R.B: In fine, quel est le message que vous souhaitez délivrer?
E.B: Je ne souhaitais pas trahir la parole de ces femmes qui nous ont ouvert leur coeur et qui nous ont fait confiance. La première chose que j’ai demandé, c’est que ce film soit montré dans les centres pour leur donner de l’espoir. Que trois actrices, Michèle Laroque, Sabrina Ouazani et Valérie Bonneton, endossent leur rôle est une représentation essentielle.
R.B: Pour terminer, peut-on évoquer votre plus beau souvenir de cette aventure du film ?
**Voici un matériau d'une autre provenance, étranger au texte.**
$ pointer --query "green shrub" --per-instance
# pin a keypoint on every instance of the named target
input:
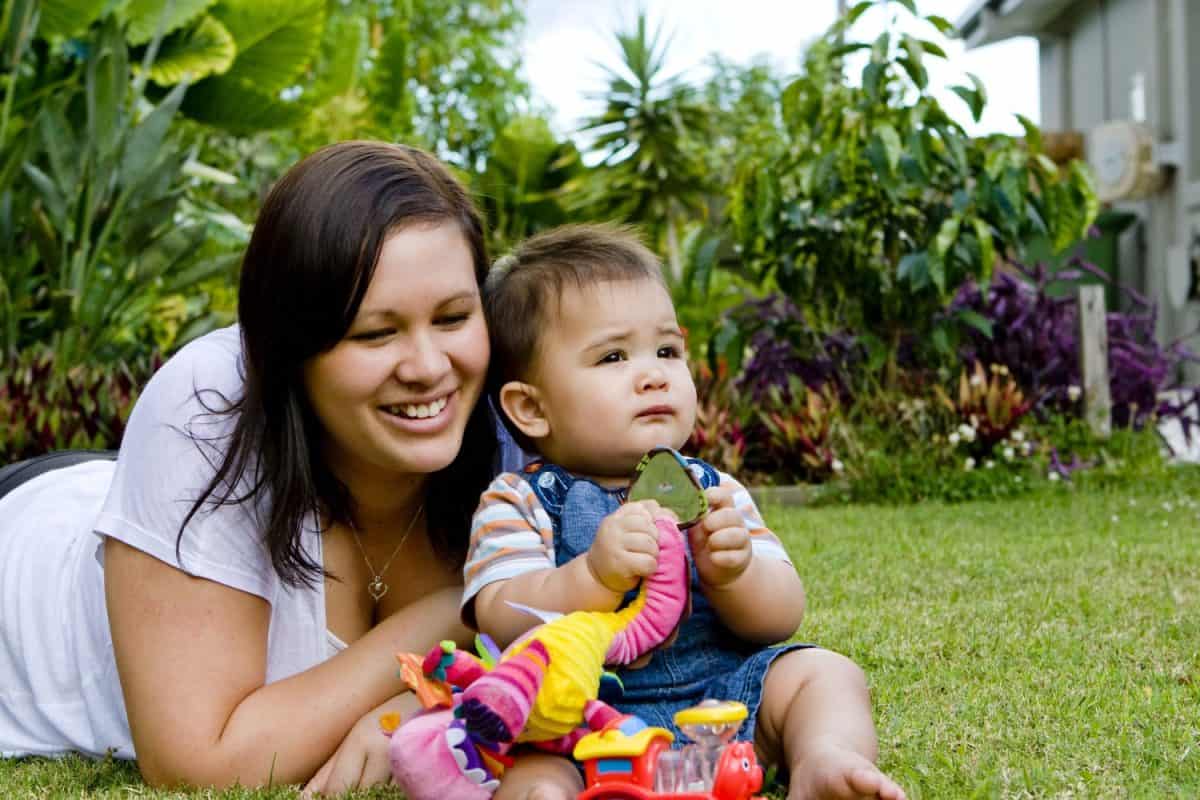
(874, 205)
E.B: Il y en a eu plusieurs qui ont validé des étapes ! De l’appel de ma productrice, par exemple, qui annonce qu’on part à Cannes parce qu’on a des financiers sur le film après cinq ans d’écriture pendant lesquels on ne savait même pas si le film pourrait exister un jour. Quand le casting a été bouclé et que les dates de tournage concordaient…jusqu’au jour où j’ai pleuré en post prod, quand le film est en boite…Lâcher le film et le présenter, c’est sortir de sa salle de montage, à la fois magique et angoissant. Evidemment la première mondiale à l’Alpes d’Huez avec les pros et les gens du coin, qu’on retrouve en larmes au générique et qui témoignent de leur vie. On se prend dans les bras, on ne se connait pas mais on partage. C’est une somme de moments incroyables émouvants.
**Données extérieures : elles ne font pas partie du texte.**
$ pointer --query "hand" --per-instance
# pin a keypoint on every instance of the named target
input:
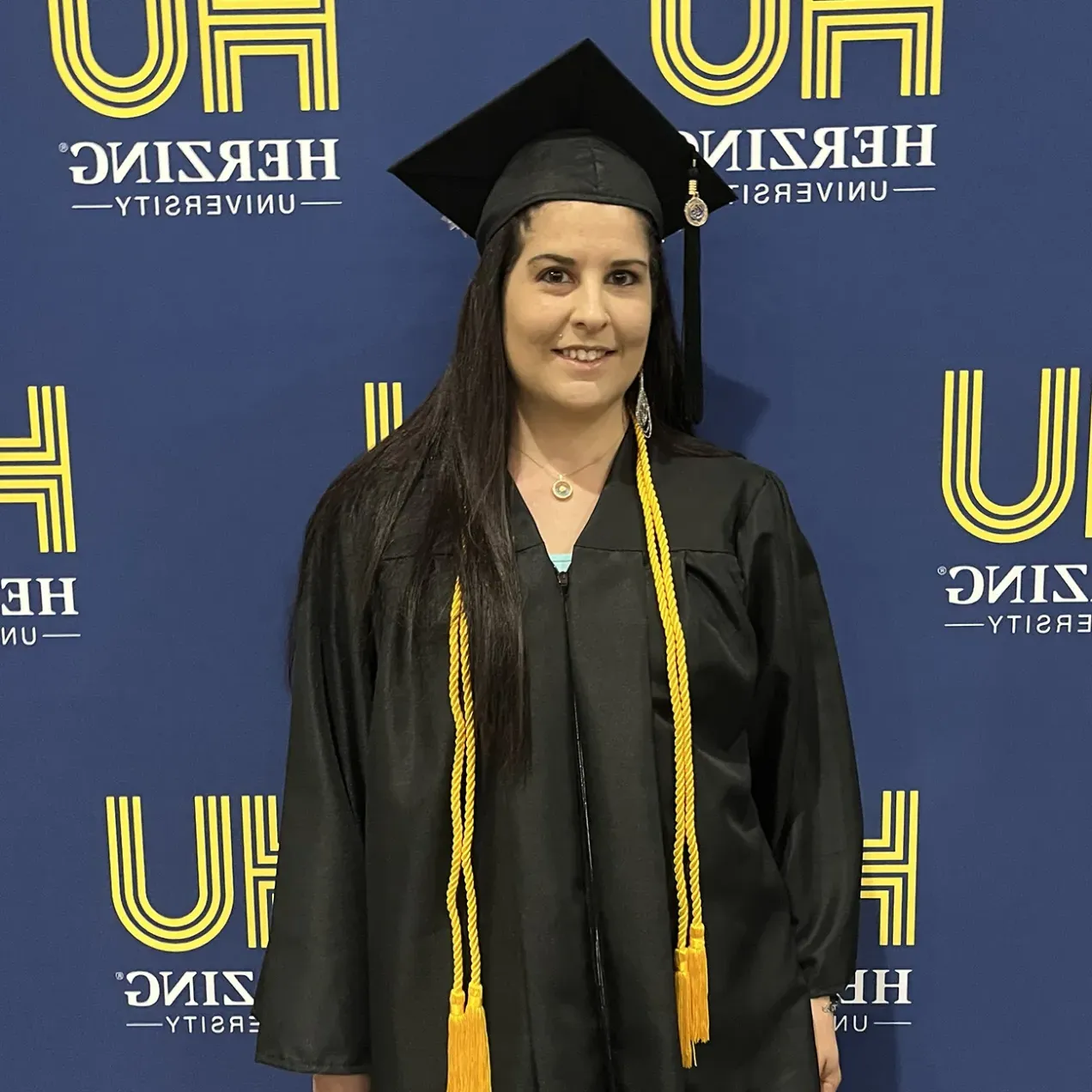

R.B: Ce virage en long métrage et cinéma sur un sujet de société annonce-t-il une évolution dans votre carrière ?
E.B: Oui, c’est vrai. J’ai envie de faire des films humains, avec un sujet à défendre. Je me suis battue pour que ce ne soit pas une pure comédie, les gens semblent touchés donc ça me rassure. J’ai besoin de faire des films qui touchent l’humanité à un endroit.